How fast things change! Only five years ago, a mantra, issued and abused throughout the media, encouraged workers to “learn to code.” As the mobile/social revolution took root and tech exploded after the COVID crisis, young professionals saw big tech firms with huge signing bonuses and multi-six-figure salaries.
And now? Artificial intelligence is changing the game. Firms like Microsoft have reported that 30% of their new code is AI-generated. Recent college graduates with computer science degrees can no longer expect lucrative offers, and they are struggling with a 7.5% unemployment rate—higher than the national average.
The challenge is real, and it seems unfair to smart and hard-working Gen Z professionals.
But wait, bankers! Let’s rally the board and executive team and make some Gonzo lemonade out of this situation. Our industry has struggled to compete for top tech talent against frenzied big tech companies. NOW is the magic moment to open our arms and build a rigorous effort around next-generation technology talent.
Yes, AI is quickly taking over many tasks, but there’s still plenty of complex work to be done in banking for skilled and curious techies. From a marketplace perspective, banks must rebrand themselves as technology-first organizations that combine the fun and challenge of innovation with the stability of a good ol’ fashioned bank.
At this unprecedented moment with tech talent, here’s a challenge for bank executives to consider:
Execute a plan to invest an additional 1% of current employee compensation costs for the next three years in new IT talent, including recent grads and skilled workers displaced from tech downsizing. With this investment, build business cases to achieve an ROI.

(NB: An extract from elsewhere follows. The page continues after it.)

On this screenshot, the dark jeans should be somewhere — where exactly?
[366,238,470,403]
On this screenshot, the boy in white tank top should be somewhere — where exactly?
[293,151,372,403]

For the typical $5 billion bank, this would equate to roughly $1 million in additional comp targeted each year to tech talent investment.
To support this talent strategy, banks can be more aggressive with their tech talent strategies. Consider these initiatives:
- Partner with colleges in your market to consistently line up interns and graduates
- Up the tech skills game by sponsoring the cost of technology certifications for rising stars
- Bring more visibility to tech inside your organization: hold hackathons and profile innovations from your techies to the board and all employees
- Build formal career opportunities for employees outside the IT department to gain technical skills and eventually move into IT roles
With a more significant investment in IT talent, banks can leverage new technical talent in these five major areas:
- Maturing the Cloud. Virtually every CIO in banking reports difficulty finding qualified candidates with cloud experience and certifications, and they also lament that using third-party resources proves too expensive. Leaders can cultivate expertise among young computer science talent like we developed credit officers and branch managers in the past. Banks can advance multi-cloud experts with AWS, Azure, and Google certifications and create young and eager DevOps engineers and cloud-native application developers. Some may even take a rising star and turn them into a valued CCSP—Certified Cloud Security Professional!
- Data Readiness for AI. Most banks are ill-prepared to effectively leverage AI because their data is fragmented and inconsistent. Today, there is a huge opportunity to turn the kids loose on a bank’s data classification efforts, possibly employing new AI tools to make it a more efficient process. From both a regulatory and business standpoint, improving the categorization and indexing of the bank’s data would pay huge dividends.
- Tool Acceleration and Agent Development. In the less than three years since the release of Chat GPT, thousands of generative AI tools have been introduced. Banks need gritty, hands-on professionals who can dig into learning new tools and find ways to leverage them inside the bank. In addition, banks can pair hands-on technical talent with experienced, but less technical operational managers. Imagine young, hungry, computer science graduate Peyton “vibe coding” with generative AI tools to help the veteran Tom in the risk management group. Forcing these collaborations can speed up how quickly a bank can get the ROI from technology.
- Messy Platform Integration. The average financial institution is mind-numbingly challenged to make its core systems, digital banking platforms, payment processors, and front-end delivery systems work in harmony. Banks that develop an in-house integration team can move faster than competitors by “hacking” the application programming interfaces (APIs) of various vendors, leveraging enterprise service bus (ESB) tools, and even orchestrating systems integrations through more “lightweight” and containerized approaches like Kubernetes. These are all gritty skill sets that can be developed internally at a lower cost than the major vendors charge today.
- Cybersecurity and Fraud. Cornerstone Advisors' research indicates that 48% of bank executives see cybersecurity as one of their top strategic concerns. Executives are concerned about their ability to fight cyberattacks and keep up with the technology necessary to remain resilient to hackers and fraudsters. With a shortage of financially focused chief information security officers (CISOs) in the market, building additional skills in-house is a no-regrets move.
Despite bold predictions, the banking industry isn’t going to become a monolithic app run by robots. We still need humans to drive legacy organizations forward and deal with the complexity and fragmentation of bank technology today. As banks dig into new work for robots, it’s a great time to lean into the human side of tech talent development.